Law Office of Marshall Ashley on June 26, 2000, at 4:00 p.m. and to bring with

him/her the following items:

a) All financial statements relating directly or

indirectly to Progressive Insurance Company (Pago Pago) Limited and all

affiliated entities, including but not limited to, Insurance Company of the

Pacific, Oxford Pacific Insurance, and Progressive Insurance Company (Apia)

Limited;

b) All loan documents relating directly or indirectly

to Progressive Insurance Company (Pago Pago) Limited and all affiliated entities,

including but not limited to, Insurance Company of the Pacific, Oxford Pacific

Insurance, and Progressive Insurance Company (Apia) Limited;

c) All wire transfer instructions involving Progressive

Insurance Company for the period from August 1999 to January, 2000;

d) Month end statements only on all checking,

savings, and certificate of deposit (CD) accounts relating directly or

indirectly to Progressive Insurance Company (Pago Pago) Limited and all

affiliated entities, including but not limited to, Insurance Company of the

Pacific, Oxford Pacific Insurance, and Progressive Insurance Company (Apia)

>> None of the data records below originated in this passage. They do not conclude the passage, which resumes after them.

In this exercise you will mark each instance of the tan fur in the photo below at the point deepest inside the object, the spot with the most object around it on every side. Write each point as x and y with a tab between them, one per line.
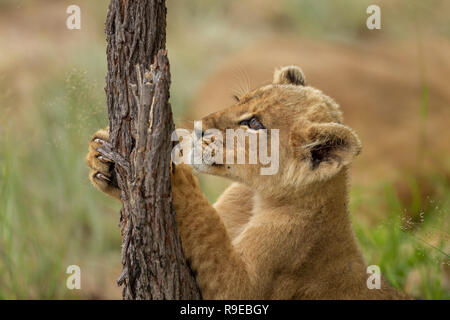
281	236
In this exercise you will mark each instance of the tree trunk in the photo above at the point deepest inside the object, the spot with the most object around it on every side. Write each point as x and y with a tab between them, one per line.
141	125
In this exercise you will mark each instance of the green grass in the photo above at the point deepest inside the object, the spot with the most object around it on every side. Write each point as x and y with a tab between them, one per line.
408	246
50	216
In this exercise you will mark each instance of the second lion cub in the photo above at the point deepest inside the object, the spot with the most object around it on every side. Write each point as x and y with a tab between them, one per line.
281	236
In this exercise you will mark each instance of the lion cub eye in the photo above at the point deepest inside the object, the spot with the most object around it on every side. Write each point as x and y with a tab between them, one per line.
252	123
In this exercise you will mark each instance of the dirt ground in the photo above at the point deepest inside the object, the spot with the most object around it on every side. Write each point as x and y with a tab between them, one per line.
379	86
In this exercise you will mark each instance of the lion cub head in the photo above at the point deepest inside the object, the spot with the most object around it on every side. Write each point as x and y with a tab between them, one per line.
283	135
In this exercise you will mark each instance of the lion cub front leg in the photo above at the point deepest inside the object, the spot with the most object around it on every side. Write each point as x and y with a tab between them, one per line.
102	174
220	272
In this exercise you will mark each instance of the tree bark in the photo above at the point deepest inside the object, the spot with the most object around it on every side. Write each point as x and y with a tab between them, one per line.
140	116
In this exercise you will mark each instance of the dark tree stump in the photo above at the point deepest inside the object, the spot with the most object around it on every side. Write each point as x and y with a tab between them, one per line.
140	116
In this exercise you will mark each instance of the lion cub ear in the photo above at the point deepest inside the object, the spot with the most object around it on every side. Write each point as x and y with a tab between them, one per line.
325	147
289	75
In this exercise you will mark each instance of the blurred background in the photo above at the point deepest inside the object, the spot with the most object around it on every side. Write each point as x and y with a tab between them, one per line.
392	84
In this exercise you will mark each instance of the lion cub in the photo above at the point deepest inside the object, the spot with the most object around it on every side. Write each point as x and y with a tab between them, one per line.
281	236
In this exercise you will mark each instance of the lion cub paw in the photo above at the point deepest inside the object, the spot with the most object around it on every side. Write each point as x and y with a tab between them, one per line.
102	174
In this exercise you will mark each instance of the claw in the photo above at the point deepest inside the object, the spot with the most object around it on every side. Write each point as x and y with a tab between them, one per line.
104	159
102	177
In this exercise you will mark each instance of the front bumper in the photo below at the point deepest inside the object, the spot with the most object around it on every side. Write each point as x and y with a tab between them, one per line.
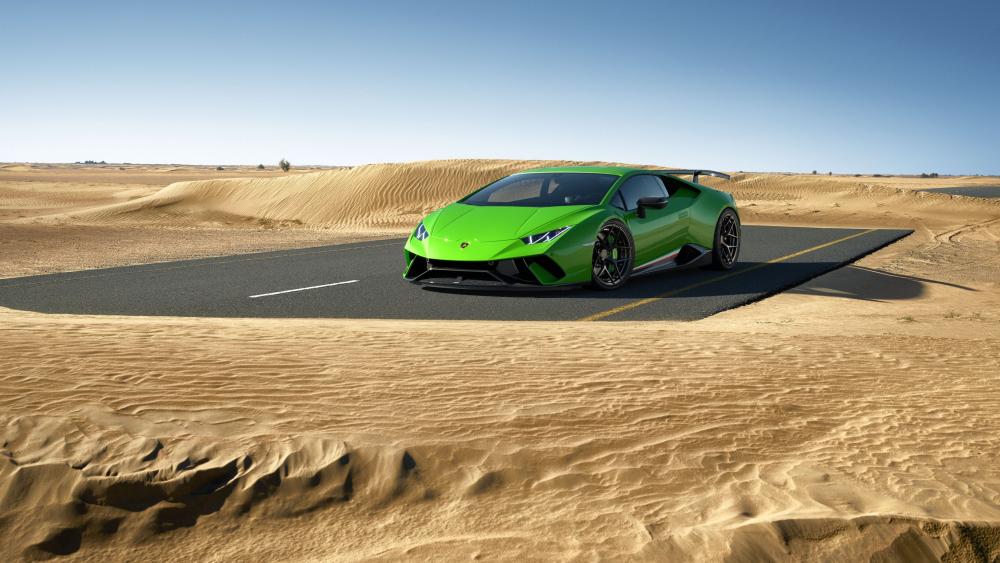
529	272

Limited for the period from August 1997 to the present; and

e) All non-sufficient funds (NSF) notices relating to

Progressive Insurance Company for the period from January 1, 1997, to December

31, 1999.

[2]  The matter was

taken under advisement, and was again brought to the Court’s attention during a

pre-trial hearing held on January 11, 2001.

[3]  On December 8,

2000, SSI and the Youngs filed a supplemental memorandum asserting that the

information sought under subpoena is necessary and relevant to prove an

alter-ego theory of liability.  We are

not inclined to consider this late filing.

[4]  The Bank of

Hawaii explained that there is a great deal of information requested, which

would require a significant dedication of resources to produce.